Jaksa Agung RI Setujui Hentikan Tuntutan dalam 7 Kasus dengan Pendekatan Keadilan Restoratif
JAKARTA (Jatengreport.com) - Jaksa Agung Muda Tindak Pidana Umum (JAM-Pidum) Republik Indonesia, telah menyetujui 7 permohonan penghentian penuntutan berdasarkan prinsip keadilan restoratif. Keputusan ini mengikuti proses evaluasi yang matang dan pertimbangan hukum yang mendalam. Hal ini disampaikan melalui keterangan tertulis oleh Kepala Pusat Penerangan Hukum, Ketut Sumedana, Selasa (17/10).
Berikut adalah daftar tersangka dan kejahatan yang terkait.
- Tersangka M. Yusron alias Yusron bin Kuswari (Kejaksaan Negeri Pekanbaru): Dituduh melanggar Pasal 480 ayat (1) KUHP tentang Penadahan.
- Tersangka Abdulah alias Pak Dul bin Umar (Kejaksaan Negeri Gayo Lues): Dituduh melanggar Pasal 351 ayat (1) KUHP tentang Penganiayaan.
- Tersangka Bakri bin (Alm) Basyah (Kejaksaan Negeri Aceh Besar): Dituduh melanggar Pasal 351 ayat (1) KUHP tentang Penganiayaan.
- Tersangka Salmianti bin M. Yusuf (Kejaksaan Negeri Aceh Barat): Dituduh melanggar Pasal 372 KUHP tentang Penggelapan.
- Tersangka Arfan Hidayat Tjan Samey (Kejaksaan Negeri Fakfak): Dituduh melanggar Pasal 351 ayat (1) KUHP tentang Penganiayaan.
- Tersangka Arni, S.H., alias Arni anak dari Yonathan (Kejaksaan Negeri Parepare): Dituduh melanggar Pasal 372 KUHP tentang Penggelapan atau Pasal 378 KUHP tentang Penipuan.
- Tersangka I Ssapaweli alias Dewi binti Kamaruddin (Kejaksaan Negeri Parepare): Dituduh melanggar Pasal 372 KUHP tentang Penggelapan atau Pasal 378 KUHP tentang Penipuan.
Penghentian penuntutan ini didasarkan pada beberapa alasan, antara lain:
- Proses Perdamaian: Tersangka telah meminta maaf dan korban telah memberikan permohonan maaf.

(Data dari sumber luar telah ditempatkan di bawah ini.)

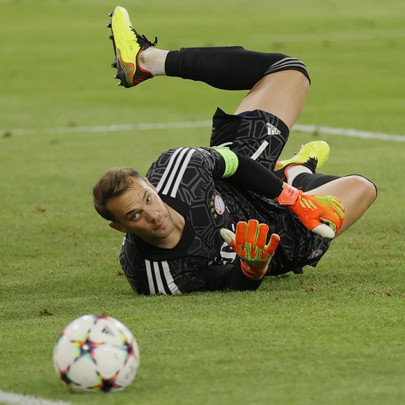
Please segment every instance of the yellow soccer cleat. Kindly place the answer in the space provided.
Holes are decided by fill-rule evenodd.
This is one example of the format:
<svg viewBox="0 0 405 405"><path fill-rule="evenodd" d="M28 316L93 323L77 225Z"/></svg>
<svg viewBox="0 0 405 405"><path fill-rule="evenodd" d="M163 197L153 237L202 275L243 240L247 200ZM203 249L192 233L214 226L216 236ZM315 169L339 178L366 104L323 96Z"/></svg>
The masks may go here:
<svg viewBox="0 0 405 405"><path fill-rule="evenodd" d="M112 66L117 69L114 78L120 80L118 86L133 87L153 77L151 72L141 67L139 56L145 49L154 47L157 38L155 38L152 43L145 35L139 35L133 28L128 12L123 7L118 6L109 16L112 18L107 27L111 29L110 39L113 41L116 56Z"/></svg>
<svg viewBox="0 0 405 405"><path fill-rule="evenodd" d="M283 182L287 181L286 169L292 165L303 165L315 173L322 167L329 157L331 148L324 141L312 141L303 145L291 159L280 160L276 164L274 174Z"/></svg>

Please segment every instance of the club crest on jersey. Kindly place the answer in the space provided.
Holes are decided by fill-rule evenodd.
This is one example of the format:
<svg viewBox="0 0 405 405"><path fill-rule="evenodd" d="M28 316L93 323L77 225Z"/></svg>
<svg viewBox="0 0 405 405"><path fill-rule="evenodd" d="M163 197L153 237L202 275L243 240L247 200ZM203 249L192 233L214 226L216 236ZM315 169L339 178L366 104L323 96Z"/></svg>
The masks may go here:
<svg viewBox="0 0 405 405"><path fill-rule="evenodd" d="M209 202L211 206L211 213L214 218L217 218L218 215L222 215L225 212L225 202L220 196L212 195Z"/></svg>

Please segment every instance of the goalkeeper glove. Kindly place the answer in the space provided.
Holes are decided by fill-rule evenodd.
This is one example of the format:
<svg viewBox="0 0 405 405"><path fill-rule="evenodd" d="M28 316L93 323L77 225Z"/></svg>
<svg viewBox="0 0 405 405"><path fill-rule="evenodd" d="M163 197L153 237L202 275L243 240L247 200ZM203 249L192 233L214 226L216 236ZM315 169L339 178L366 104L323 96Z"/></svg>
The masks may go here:
<svg viewBox="0 0 405 405"><path fill-rule="evenodd" d="M266 245L268 231L267 225L260 224L255 219L250 219L247 223L238 222L236 235L228 229L221 230L223 240L240 257L242 272L251 280L260 280L266 274L280 242L280 237L273 234Z"/></svg>
<svg viewBox="0 0 405 405"><path fill-rule="evenodd" d="M308 229L324 238L334 238L343 223L344 207L333 196L303 194L285 183L276 202L291 209Z"/></svg>

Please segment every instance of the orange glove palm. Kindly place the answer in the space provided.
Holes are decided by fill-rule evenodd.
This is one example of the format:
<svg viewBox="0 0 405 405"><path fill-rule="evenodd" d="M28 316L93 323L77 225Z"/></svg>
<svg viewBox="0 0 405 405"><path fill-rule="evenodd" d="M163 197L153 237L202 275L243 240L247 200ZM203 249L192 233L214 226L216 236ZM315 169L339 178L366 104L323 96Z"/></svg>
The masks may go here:
<svg viewBox="0 0 405 405"><path fill-rule="evenodd" d="M276 201L287 206L308 229L323 237L334 238L343 224L344 207L333 196L303 194L285 184Z"/></svg>
<svg viewBox="0 0 405 405"><path fill-rule="evenodd" d="M238 222L236 235L228 229L221 230L223 240L241 258L241 269L248 278L260 280L264 276L278 246L280 237L276 234L266 244L269 226L255 219Z"/></svg>

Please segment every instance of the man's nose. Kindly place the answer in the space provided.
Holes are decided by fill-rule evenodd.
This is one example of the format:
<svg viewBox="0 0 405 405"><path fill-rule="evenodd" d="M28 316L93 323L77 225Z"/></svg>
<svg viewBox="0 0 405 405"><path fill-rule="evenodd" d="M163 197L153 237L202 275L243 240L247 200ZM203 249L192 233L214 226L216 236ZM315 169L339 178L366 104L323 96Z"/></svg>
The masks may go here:
<svg viewBox="0 0 405 405"><path fill-rule="evenodd" d="M147 209L143 212L143 215L148 221L155 222L159 216L159 213L155 209Z"/></svg>

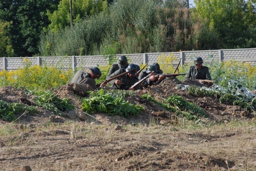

- Tidak Ada Riwayat Pidana: Tersangka belum pernah dihukum sebelumnya.
- Pelaku Pertama Kali: Tersangka melakukan perbuatan pidana untuk pertama kalinya.
- Ancaman Hukuman Ringan: Ancaman hukuman denda atau penjara tidak melebihi 5 tahun.
- Janji Tidak Mengulangi Perbuatan: Tersangka berjanji untuk tidak mengulangi perbuatannya.
- Proses Perdamaian Sukarela: Proses perdamaian berlangsung secara sukarela, melalui musyawarah untuk mufakat, tanpa tekanan atau paksaan.
- Kesepakatan Tersangka dan Korban: Tersangka dan korban setuju untuk tidak melanjutkan permasalahan ke persidangan karena dianggap tidak akan membawa manfaat yang lebih besar.
- Pertimbangan Sosiologis: Aspek-aspek sosial dalam kasus ini dipertimbangkan secara mendalam.
- Respon Positif Masyarakat: Masyarakat merespons positif terhadap penghentian penuntutan ini.
Selanjutnya, JAM-Pidum memerintahkan para Kepala Kejaksaan Negeri untuk menerbitkan Surat Ketetapan Penghentian Penuntutan (SKP2) Berdasarkan Keadilan Restoratif sesuai dengan Peraturan Kejaksaan Republik Indonesia Nomor 15 Tahun 2020 dan Surat Edaran JAM-Pidum Nomor: 01/E/EJP/02/2022 tanggal 10 Februari 2022. Hal ini bertujuan untuk mengamankan kepastian hukum dan menjalankan prinsip keadilan restoratif dengan cermat.